The flow of digital goods and services across borders is surging globally, while trade in traditional goods and the flow of international finance has stopped growing.
That's the conclusion of a new study by the McKinsey Global Institute, which said this huge change offers both opportunities and risks for companies and countries, particularly small ones.
At a presentation at the New America Foundation in Washington, McKinsey experts said the destination of trade, as well as the content, is changing. For the first time in history, emerging economies participate in more than half of global trade. The study also shows that trade between southern hemisphere developing nations is the fastest-growing connection.

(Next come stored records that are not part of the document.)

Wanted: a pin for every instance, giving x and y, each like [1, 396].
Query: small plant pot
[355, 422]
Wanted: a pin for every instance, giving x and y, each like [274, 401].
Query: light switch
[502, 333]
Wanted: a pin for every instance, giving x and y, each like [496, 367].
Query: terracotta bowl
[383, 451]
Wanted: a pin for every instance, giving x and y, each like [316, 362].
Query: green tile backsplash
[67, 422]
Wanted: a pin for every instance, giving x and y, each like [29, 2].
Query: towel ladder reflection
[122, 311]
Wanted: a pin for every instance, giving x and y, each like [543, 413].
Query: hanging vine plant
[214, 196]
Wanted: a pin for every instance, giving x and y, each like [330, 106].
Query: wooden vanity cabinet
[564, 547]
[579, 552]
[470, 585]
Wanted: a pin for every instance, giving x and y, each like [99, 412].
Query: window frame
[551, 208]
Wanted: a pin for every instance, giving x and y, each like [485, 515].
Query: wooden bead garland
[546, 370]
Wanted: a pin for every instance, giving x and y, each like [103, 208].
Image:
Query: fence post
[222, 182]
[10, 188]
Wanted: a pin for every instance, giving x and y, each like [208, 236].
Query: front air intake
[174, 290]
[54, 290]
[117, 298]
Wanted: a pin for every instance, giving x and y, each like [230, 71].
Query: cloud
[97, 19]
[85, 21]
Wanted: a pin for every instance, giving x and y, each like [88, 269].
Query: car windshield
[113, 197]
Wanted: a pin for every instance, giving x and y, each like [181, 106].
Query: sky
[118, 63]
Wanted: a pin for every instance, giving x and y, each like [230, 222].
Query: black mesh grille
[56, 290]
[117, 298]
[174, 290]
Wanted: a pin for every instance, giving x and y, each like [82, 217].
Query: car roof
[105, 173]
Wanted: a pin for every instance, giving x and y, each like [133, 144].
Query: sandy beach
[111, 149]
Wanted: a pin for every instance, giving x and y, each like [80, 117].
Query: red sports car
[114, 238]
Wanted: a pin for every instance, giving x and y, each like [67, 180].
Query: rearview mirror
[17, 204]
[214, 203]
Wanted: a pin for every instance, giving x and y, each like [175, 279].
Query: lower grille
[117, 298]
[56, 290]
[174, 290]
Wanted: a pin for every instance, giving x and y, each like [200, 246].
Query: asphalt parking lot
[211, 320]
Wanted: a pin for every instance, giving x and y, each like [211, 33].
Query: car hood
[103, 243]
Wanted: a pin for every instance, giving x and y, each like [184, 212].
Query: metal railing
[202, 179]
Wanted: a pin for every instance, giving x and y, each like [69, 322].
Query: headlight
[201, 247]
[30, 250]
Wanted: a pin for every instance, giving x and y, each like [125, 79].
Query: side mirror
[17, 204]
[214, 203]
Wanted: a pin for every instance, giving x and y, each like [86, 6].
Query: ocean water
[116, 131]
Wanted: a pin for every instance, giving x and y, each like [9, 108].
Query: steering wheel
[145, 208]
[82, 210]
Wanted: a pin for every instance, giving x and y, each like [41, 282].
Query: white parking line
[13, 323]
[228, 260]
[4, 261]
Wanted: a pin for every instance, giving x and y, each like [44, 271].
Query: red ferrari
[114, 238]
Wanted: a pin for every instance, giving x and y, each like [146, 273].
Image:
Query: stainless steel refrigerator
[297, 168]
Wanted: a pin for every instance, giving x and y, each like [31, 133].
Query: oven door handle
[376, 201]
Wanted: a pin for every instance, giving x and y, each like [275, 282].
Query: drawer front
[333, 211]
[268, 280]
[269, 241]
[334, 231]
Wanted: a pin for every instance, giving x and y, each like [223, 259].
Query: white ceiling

Some 900 million people have international connections on social media and 360 million take part in cross-border e-commerce.
The report says small businesses around the world can now use platforms like eBay, Amazon, Alibaba, and Facebook to connect with customers and suppliers in other nations, becoming "micro-multinationals."
FILE - Workers collect customer orders at an Amazon fulfilment center in Hemel Hempstead, Britain, Nov. 25, 2015.
Digitalization is cutting the cost and complexity of international transactions, allowing small and medium-sized firms to reach customers and reap profits that were once the province of huge firms from developed nations.
The authors argue that companies and nations cannot afford to ignore the opportunities beyond their own borders.
Experts at the presentation also warned that the flow of digital goods and information that brings these benefits faces threats as some nations try to censor content, demand that data be stored locally, or otherwise block the flow of information, searches, video, and other communications.
This disruptive technology has a downside for established companies that may see new types of competitors emerge quickly from anywhere in the world. And companies that enter new markets hunting for customers and profit are also exposed to aggressive global competition, pressures to cut prices, and threats from cybercrime.
The same digital communications that help companies sell products also make it easier for extremists to offer their ideologies to audiences around the world.